Trevor Murdoch also comes out to inform Stevens that he’ll be defending his National Championship against him next week.
The show ends with the sit-down confrontation between Aldis and Marty Scurll. As per the stipulation from his victory over Flip Gordon at Hard Times, “The National Treasure” holds the right to name any terms he chooses in any matches with Scurll. Normally this is an angle that’s used to book anything from the mundane, to the brutal, to the absurd and I honestly just expected it to be a “Loser Leaves the Promotion,” type of thing, but instead NWA decides to ground it with real-life stakes.

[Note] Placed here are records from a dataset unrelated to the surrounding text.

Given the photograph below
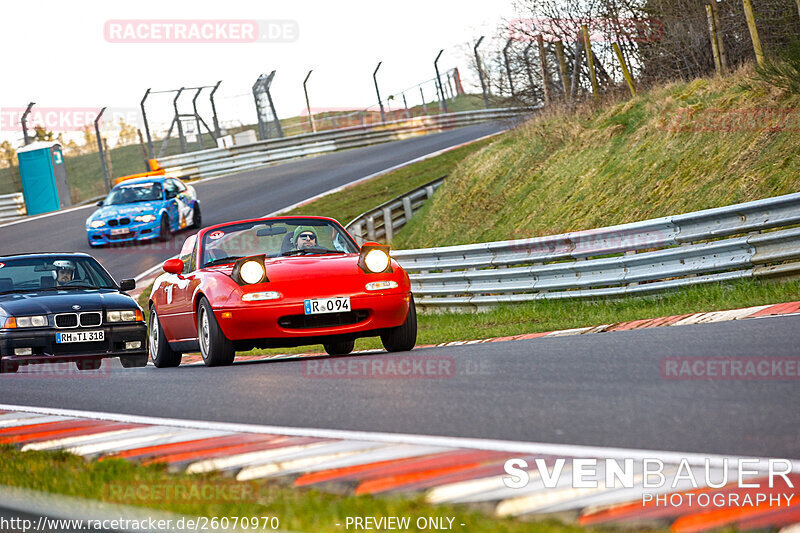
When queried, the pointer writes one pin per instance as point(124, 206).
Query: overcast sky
point(57, 55)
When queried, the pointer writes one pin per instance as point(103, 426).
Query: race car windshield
point(129, 194)
point(55, 272)
point(285, 237)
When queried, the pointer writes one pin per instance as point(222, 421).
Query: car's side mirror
point(173, 266)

Aldis waxes poetic about how he does everything for the NWA, that he “does everything right,” and goes “above and beyond for the boys in the back,” and yet is labelled with a “bullshit reputation of being a problem.” He blames two-faced people in the back for speaking ill about him, but always considered Scurll different because they’ve been lifelong friends– he even mentions that he and Scurll are “more than friends,” which could be a fascinating angle– and was even willing to put their friendship at risk when the two fought for the Worlds Heavyweight Championship at the 2019 Crocket Cup.
Aldis consistently makes references to Scurll’s “huge new deal,”– the reported Godfather offer that Ring of Honor signed him to in order to retain him– and insists that it was that title opportunity that he had at the Crockett Cup that led to all the good fortune in Scurll’s life, and feels slighted that now he wants Aldis’ title too.

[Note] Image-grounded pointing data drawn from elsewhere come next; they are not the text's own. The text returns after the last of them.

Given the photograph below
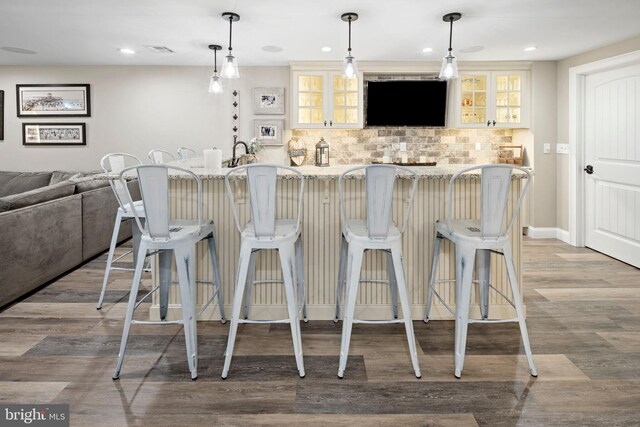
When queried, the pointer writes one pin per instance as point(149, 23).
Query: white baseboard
point(548, 233)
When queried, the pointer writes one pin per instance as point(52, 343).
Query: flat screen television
point(406, 103)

But Scurll insists that the money and the influence in ROH means less to him than his wrestling legacy, particularly the lack of World championships he has to his name. This is where it all comes together: the money, the title, the stipulation. Scurll needs a World championship reign on his resume, so that’s why he’s come to the NWA, and Aldis wants to know how badly he really wants it. The champion will grant The Villain a title match at the 2020 Crocket Cup— in honour of the one year anniversary since their last World title match– but, if Scurll loses then he has to refund the ticket of every person in attendance.
Again, by applying this real-world stipulation– challenging the pursuit of dreams with financial stability– it gives the match dynamic that is wholly unique. It will also put the crowd in conflict, as they debate whether they’d rather see the ultra heel Aldis fall, or get their money back.